Sur les demandes accessoires :
En application des dispositions des articles 696 et suivants du code de procédure civile, il convient de condamner M. [O] [G] et M. [Y] [X] [W] [Z] in solidum aux dépens de l’instance comprenant les frais de signification du commandement de payer et de notification à la préfecture et de saisine de la CCAPEX.
Il convient également de condamner in solidum M. [O] [G] et M. [Y] [X] [W] [Z] à payer à M. [N] [H] la somme de 500 euros au titre de l’article 700 du code de procédure civile.
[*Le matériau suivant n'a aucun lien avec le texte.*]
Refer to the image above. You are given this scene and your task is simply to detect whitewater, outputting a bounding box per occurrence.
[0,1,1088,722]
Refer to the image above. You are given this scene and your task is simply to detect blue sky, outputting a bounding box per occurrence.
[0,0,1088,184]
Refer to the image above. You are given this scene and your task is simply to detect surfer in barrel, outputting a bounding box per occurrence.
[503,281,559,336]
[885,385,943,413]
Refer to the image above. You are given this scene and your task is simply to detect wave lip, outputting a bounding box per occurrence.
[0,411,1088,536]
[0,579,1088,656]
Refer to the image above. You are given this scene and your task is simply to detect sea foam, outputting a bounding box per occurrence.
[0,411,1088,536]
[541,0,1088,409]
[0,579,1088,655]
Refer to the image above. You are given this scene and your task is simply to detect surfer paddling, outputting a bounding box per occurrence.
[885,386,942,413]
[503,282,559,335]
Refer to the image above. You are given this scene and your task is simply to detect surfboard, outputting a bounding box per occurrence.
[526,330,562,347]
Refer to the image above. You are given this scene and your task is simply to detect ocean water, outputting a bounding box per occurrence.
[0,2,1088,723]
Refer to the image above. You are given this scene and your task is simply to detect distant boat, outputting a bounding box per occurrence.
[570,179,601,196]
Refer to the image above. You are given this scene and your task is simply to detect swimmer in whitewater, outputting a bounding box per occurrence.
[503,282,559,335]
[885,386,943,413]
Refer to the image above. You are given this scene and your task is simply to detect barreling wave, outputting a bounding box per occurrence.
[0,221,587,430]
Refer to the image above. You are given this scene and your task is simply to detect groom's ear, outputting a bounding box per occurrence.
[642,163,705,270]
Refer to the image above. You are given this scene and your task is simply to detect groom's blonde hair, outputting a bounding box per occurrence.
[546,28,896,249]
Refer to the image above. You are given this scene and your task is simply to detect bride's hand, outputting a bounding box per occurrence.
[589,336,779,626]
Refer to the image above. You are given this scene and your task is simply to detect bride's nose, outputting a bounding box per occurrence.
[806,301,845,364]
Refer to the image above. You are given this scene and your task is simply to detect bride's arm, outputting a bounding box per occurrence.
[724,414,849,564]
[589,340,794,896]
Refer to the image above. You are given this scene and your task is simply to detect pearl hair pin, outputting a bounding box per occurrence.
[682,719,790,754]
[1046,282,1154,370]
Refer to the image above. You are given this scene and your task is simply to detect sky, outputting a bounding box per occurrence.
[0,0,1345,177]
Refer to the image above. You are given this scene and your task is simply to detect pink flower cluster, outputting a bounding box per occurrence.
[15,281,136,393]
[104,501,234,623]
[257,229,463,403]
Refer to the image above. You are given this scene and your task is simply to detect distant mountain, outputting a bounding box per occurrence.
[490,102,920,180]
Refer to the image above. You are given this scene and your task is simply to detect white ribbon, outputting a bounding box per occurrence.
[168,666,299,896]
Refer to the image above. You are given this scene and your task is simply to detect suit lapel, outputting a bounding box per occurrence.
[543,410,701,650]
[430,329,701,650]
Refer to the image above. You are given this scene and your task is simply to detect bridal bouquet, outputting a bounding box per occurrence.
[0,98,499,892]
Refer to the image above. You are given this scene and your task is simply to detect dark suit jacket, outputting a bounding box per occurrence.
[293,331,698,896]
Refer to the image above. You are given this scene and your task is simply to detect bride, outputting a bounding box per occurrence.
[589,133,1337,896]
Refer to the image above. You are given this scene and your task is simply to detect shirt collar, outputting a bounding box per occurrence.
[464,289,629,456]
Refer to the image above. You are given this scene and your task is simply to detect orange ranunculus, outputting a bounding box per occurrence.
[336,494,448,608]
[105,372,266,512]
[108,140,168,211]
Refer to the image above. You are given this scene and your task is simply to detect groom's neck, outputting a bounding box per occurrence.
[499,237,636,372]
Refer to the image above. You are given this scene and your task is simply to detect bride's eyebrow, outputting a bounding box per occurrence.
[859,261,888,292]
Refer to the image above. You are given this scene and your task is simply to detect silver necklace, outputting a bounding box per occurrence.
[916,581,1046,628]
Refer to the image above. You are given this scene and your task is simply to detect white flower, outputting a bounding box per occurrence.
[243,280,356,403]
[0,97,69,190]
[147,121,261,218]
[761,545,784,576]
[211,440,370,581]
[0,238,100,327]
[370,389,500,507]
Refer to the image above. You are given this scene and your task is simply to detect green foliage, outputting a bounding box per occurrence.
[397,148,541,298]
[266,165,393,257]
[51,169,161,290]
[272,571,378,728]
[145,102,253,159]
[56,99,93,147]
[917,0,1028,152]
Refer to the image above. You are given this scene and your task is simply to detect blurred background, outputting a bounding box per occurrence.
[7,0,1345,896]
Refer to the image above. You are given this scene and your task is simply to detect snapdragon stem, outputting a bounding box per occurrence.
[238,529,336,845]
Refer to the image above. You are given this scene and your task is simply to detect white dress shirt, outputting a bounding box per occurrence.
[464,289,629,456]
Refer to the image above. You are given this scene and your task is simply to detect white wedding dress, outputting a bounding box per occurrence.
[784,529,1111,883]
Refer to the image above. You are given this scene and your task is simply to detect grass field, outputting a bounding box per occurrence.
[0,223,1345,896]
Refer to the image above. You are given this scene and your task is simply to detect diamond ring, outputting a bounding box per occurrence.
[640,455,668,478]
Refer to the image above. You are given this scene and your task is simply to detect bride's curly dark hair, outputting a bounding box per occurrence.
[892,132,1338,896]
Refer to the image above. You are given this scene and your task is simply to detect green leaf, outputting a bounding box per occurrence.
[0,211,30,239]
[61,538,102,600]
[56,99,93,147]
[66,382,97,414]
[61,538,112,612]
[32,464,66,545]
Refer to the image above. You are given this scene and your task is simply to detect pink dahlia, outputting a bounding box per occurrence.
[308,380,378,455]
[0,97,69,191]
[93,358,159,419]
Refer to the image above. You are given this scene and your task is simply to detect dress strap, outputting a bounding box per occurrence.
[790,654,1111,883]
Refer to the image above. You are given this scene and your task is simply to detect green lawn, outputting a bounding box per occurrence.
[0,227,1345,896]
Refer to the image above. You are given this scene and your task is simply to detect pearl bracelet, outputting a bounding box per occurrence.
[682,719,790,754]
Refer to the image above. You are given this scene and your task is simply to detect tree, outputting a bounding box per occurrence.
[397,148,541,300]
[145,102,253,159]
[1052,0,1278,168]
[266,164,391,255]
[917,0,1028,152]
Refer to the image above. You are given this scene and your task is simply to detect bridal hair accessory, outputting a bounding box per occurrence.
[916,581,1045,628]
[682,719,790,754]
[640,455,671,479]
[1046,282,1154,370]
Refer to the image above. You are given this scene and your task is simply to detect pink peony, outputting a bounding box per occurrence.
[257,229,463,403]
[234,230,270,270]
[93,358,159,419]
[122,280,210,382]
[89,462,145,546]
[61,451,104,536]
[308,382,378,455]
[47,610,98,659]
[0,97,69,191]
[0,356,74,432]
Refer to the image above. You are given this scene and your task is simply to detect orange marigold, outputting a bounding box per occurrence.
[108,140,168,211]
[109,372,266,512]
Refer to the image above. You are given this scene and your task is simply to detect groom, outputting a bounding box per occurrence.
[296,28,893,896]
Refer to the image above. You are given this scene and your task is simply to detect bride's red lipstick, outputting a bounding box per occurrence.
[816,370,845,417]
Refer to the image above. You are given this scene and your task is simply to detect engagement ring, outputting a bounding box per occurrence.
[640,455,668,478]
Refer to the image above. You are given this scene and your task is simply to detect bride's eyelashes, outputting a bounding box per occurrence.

Conformément à l’article 514 du code de procédure civile, le présent jugement est assorti de l’exécution provisoire, de droit.
PAR CES MOTIFS
Le juge des contentieux de la protection, statuant en audience publique, par jugement réputé contradictoire rendu en premier ressort, rendu par mise à disposition au greffe le jour de son délibéré,
DECLARE recevable la demande de M. [N] [H] aux fins de constat de l’acquisition de la clause résolutoire,
CONSTATE que les conditions d’acquisition de la clause résolutoire contenue dans le bail conclu le 5 mars 2024 entre M. [N] [H] d’une part, et M. [O] [G] et M. [Y] [X] [W] [Z] d’autre part, concernant les locaux situés [Adresse 1] à [Localité 4], sont réunies à la date du 25 avril 2025,
CONSTATE la résiliation du bail à compter de cette date,
ORDONNE, à défaut de départ volontaire des lieux, l’expulsion de M. [O] [G] et M. [Y] [X] [W] [Z] ainsi que de tout occupant de leur chef, dans un délai de deux mois à compter de la signification d’un commandement d’avoir à libérer les lieux, avec l’assistance de la force publique si besoin est, ainsi que le transport des meubles laissés dans les lieux loués, conformément aux dispositions des articles L433-1 et L433-2 du code des procédures civiles d’exécution,
FIXE le montant de l’indemnité d’occupation mensuelle due solidairement par M. [O] [G] et M. [Y] [X] [W] [Z] à compter du 25 avril 2025, date de la résiliation du bail, et jusqu’à la libération définitive des lieux, à une somme égale au montant mensuel du loyer indexé et des charges qui auraient été dus si le bail s’était poursuivi,
CONDAMNE solidairement M. [O] [G] et M. [Y] [X] [W] [Z] à payer à M. [N] [H] la somme de 3 176,30 euros au titre des loyers, charges et indemnités d’occupation arrêtés au 29 avril 2025 échéance d’avril incluse, avec intérêts au taux légal à compter du 13 mars 2025 sur la somme de 2 351,74 euros, de l’assignation du 14 mai 2025 sur la somme de 3 176,30 euros et du présent jugement sur le surplus ,
CONDAMNE solidairement M. [O] [G] et M. [Y] [X] [W] [Z] à payer à M. [N] [H] l’indemnité d’occupation mensuelle à compter du 25 avril 2025, échéance de mai 2025, et jusqu’à complète libération des lieux, avec intérêts au taux légal à compter de l’exigibilité de chacune des échéances,
REJETTE la demande de dommages et intérêts,
ORDONNE la capitalisation des intérêts dus pour au moins une année entière,
CONDAMNE in solidum M. [O] [G] et M. [Y] [X] [W] [Z] à payer à M. [N] [H] la somme de 500 euros au titre de l’article 700 du code de procédure civile,
CONDAMNE in solidum M. [O] [G] et M. [Y] [X] [W] [Z] aux dépens de l’instance, comprenant les frais de signification du commandement de payer du 13 mars 2025, et le coût de la notification de l’assignation à la préfecture, et de la saisine de la CCAPEX le 14 mars 2025,
RAPPELLE que le présent jugement est assorti de l’exécution provisoire de droit.